Megan Cole as A, Alexandra Tavares as C, and Susanne Bouchard as B in Seattle Repertory Theatre's production of Edward Albee's Three Tall Women

At 7:15 p.m. on this Wednesday evening I was in a bit of a huff.  Mad, actually, because I couldn’t find a parking place.  I hate to pay for parking.  And usually there’s a spot lurking somewhere west of Seattle Center.  But not tonight.   I finally gave up, parked and payed, and headed across the street to the Seattle Rep to see Edward Albee’s play, Three Tall Women.

Three hours later, sitting back at my computer, knowing I’ve been changed by what I experienced tonight.  The second act did me in.

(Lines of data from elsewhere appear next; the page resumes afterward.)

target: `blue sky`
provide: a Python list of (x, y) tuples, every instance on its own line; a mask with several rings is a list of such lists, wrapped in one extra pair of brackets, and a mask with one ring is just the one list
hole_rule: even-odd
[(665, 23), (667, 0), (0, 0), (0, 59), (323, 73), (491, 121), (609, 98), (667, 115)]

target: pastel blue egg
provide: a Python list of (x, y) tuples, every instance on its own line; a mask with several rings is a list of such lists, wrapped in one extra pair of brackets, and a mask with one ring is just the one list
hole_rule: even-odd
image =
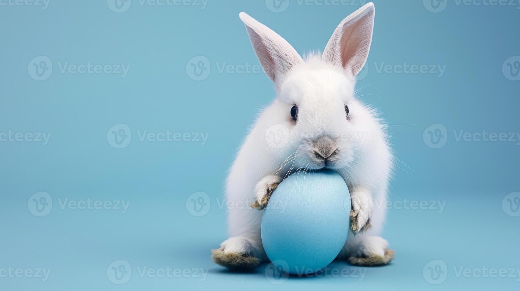
[(318, 271), (347, 240), (350, 199), (337, 173), (296, 173), (275, 190), (262, 220), (262, 241), (277, 268), (291, 274)]

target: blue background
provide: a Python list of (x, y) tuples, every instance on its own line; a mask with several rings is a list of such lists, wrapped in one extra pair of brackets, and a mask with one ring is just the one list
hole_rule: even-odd
[[(226, 238), (225, 207), (215, 201), (223, 197), (227, 169), (256, 113), (275, 95), (263, 73), (219, 73), (217, 64), (257, 65), (238, 18), (241, 11), (304, 54), (322, 50), (339, 22), (360, 7), (359, 1), (317, 6), (290, 0), (279, 12), (263, 1), (209, 0), (204, 9), (133, 2), (121, 13), (101, 0), (50, 0), (45, 9), (0, 6), (0, 133), (51, 133), (45, 146), (0, 142), (0, 269), (51, 269), (45, 282), (0, 277), (0, 288), (313, 289), (329, 284), (352, 289), (487, 290), (520, 285), (517, 274), (465, 277), (453, 270), (520, 268), (520, 217), (508, 215), (502, 206), (506, 195), (520, 191), (518, 139), (457, 141), (453, 134), (518, 132), (520, 81), (509, 80), (502, 70), (506, 59), (520, 55), (517, 5), (458, 5), (450, 0), (435, 13), (422, 1), (374, 1), (368, 74), (357, 87), (366, 86), (360, 99), (380, 109), (391, 125), (391, 142), (400, 161), (390, 199), (440, 200), (446, 206), (440, 213), (391, 209), (383, 236), (396, 258), (387, 266), (362, 268), (362, 281), (291, 277), (275, 285), (264, 275), (265, 264), (237, 274), (210, 257), (210, 249)], [(50, 77), (41, 81), (28, 69), (39, 56), (48, 57), (53, 66)], [(199, 56), (207, 58), (211, 71), (198, 81), (186, 67)], [(58, 63), (66, 62), (130, 68), (124, 77), (62, 73)], [(446, 69), (440, 77), (378, 72), (383, 63), (405, 62)], [(111, 146), (107, 137), (118, 124), (132, 130), (132, 141), (123, 149)], [(447, 130), (439, 149), (428, 147), (423, 137), (435, 124)], [(209, 136), (203, 145), (141, 142), (137, 130)], [(53, 202), (50, 213), (41, 217), (28, 206), (29, 197), (40, 191), (49, 193)], [(211, 202), (201, 217), (186, 206), (187, 199), (198, 191)], [(127, 200), (130, 205), (124, 214), (61, 209), (58, 199), (66, 198)], [(129, 281), (121, 285), (107, 275), (107, 267), (118, 259), (132, 268)], [(432, 260), (447, 266), (447, 277), (438, 285), (423, 276)], [(136, 268), (145, 266), (209, 272), (202, 281), (141, 277)], [(333, 266), (357, 268), (344, 262)]]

Megan Cole, Suzanne Bouchard, and Alexandra Tavares were not only tall, they were towering.  Lithe with words and moments, shifts of emotional tone lightning fast, the three of them played Albee’s rhythms like musicians, and after reading director Allison Narver’s notes, it was easy to see that as conductor, she gave a pretty tall performance herself.   In short (no pun intended), I haven’t been this impacted by a piece of work in a long, long time.

Three Tall Women (spoiler alert, but it’s not about plot anyway) is a play about three women at three distinctly different seasons of life, and then in Act Two–and the structure and writing is oh, so subtle, but works seamlessly–they become the same woman.   It reminded me of that book I love so much, The Time Traveler’s Wife, by Audrey Neffennegger, in which the protagonist time travels and meets himself coming and going.   The whole idea of the future and what waits for each of us, and would we want to know what’s coming if given the chance.   Albee’s older women say, “No way.”

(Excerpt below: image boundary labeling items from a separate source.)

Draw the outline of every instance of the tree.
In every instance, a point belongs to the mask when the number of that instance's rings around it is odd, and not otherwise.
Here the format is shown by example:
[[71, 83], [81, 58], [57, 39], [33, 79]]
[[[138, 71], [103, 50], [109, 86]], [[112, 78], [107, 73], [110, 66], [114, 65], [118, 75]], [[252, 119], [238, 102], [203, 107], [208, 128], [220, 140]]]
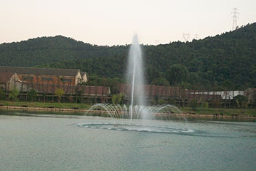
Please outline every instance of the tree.
[[166, 78], [171, 85], [176, 86], [182, 81], [185, 81], [188, 76], [188, 69], [179, 64], [172, 65], [166, 72]]
[[62, 96], [64, 95], [64, 90], [63, 88], [56, 88], [55, 94], [57, 96], [57, 101], [60, 106], [60, 100]]
[[112, 104], [121, 104], [121, 100], [124, 96], [124, 93], [120, 93], [119, 94], [113, 94], [112, 96]]
[[0, 88], [0, 99], [4, 100], [5, 99], [5, 93], [3, 88]]
[[160, 86], [169, 86], [169, 81], [164, 78], [159, 78], [153, 80], [151, 85]]
[[197, 108], [197, 100], [196, 99], [192, 99], [191, 101], [191, 107], [192, 108], [192, 110], [196, 110]]
[[11, 92], [8, 96], [8, 99], [11, 99], [12, 101], [17, 101], [19, 96], [19, 91], [16, 88], [12, 88]]

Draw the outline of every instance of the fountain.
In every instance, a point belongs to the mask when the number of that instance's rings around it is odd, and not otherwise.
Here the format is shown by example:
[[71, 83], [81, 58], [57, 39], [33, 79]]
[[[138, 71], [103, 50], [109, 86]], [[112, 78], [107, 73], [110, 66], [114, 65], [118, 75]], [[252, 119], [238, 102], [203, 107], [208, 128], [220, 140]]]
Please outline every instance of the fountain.
[[[129, 106], [109, 104], [96, 104], [89, 110], [101, 110], [107, 113], [113, 123], [87, 123], [79, 126], [100, 129], [137, 130], [147, 132], [175, 133], [191, 131], [170, 127], [158, 127], [151, 125], [156, 117], [164, 117], [168, 120], [185, 120], [182, 112], [175, 106], [166, 104], [147, 106], [144, 96], [143, 61], [138, 37], [133, 37], [131, 45], [127, 72], [127, 83], [131, 85], [131, 104]], [[127, 121], [129, 122], [127, 123]]]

This is not a review.  It’s more a report about an experience.   Act One belonged to Megan Cole.   As an old woman on her very last legs, she played Albee’s action as a verbal dance, full of runs and stops, turns and leaps, frets and furies, as well as the on and off warm memories sweeping into her in recurring  waves.  It was pain, bitterness, and courage on display, loss upon loss: her memory, her temper, her control of bodily function, her money, her son, and in the end, her life.   Act Two opened a window into the grand sweep of one particular life, into which Albee stuffs an awful lot of theatricality, courage, and bursting pain.   Suzanne Bouchard’s mid-act tirade, sparked by the arrival of someone she once threw out of her house, was nothing short of mesmerizing.   Stunning.   Rage, bravado, pride, fear, sexuality, disbelief, strength…all on display.  And she barely moved.

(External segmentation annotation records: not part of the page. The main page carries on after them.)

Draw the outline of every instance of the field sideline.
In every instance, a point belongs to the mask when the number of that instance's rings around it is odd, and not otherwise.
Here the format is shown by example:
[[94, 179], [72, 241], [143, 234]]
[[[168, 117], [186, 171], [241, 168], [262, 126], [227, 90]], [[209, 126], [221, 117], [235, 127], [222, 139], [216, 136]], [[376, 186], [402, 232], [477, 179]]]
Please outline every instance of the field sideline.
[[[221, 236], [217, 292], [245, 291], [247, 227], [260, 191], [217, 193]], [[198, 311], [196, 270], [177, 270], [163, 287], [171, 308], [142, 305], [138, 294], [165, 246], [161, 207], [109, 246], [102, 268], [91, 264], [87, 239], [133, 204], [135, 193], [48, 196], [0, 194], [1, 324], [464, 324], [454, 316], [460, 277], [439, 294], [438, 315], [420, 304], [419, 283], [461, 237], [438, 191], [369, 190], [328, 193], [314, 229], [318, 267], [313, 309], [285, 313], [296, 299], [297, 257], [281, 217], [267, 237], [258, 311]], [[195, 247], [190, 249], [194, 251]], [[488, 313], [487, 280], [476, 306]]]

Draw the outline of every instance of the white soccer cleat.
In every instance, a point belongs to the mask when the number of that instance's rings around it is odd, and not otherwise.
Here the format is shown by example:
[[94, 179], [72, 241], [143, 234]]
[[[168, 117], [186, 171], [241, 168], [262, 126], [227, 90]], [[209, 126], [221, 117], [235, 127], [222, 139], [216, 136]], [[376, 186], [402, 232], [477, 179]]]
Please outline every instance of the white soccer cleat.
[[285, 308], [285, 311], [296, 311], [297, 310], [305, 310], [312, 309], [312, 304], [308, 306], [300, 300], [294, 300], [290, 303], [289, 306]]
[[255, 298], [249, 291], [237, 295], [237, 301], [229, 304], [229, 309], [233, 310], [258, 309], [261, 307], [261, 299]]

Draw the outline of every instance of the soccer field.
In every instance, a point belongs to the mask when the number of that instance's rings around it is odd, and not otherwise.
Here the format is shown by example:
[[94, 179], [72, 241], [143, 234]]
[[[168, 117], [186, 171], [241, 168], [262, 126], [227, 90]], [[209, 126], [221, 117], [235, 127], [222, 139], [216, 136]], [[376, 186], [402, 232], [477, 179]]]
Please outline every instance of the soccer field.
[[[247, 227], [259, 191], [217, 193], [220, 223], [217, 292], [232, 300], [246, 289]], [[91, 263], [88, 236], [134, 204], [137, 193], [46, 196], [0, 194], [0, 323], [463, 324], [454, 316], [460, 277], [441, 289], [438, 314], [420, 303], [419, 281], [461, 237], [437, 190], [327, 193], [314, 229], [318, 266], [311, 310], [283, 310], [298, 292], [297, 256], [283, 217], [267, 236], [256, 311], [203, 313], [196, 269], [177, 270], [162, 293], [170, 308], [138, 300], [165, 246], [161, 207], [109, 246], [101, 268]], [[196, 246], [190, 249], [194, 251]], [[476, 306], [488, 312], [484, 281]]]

And all of this firmly set inside the soft-walled, hard edged-frame box of a design beautifully conceived by Matthew Smucker.   The program suggested the design made us voyeurs.  I never felt that way.  I felt I was in a gallery, watching lives rendered in a very focused, attention-holding strategy.  It was odd not to see their feet, but I loved the frame and clean lines of the soft, near transparent curtain that surrounded the space.   And the light was just beautiful, shifting simply to illuminate the moods at work in the various sections of the play.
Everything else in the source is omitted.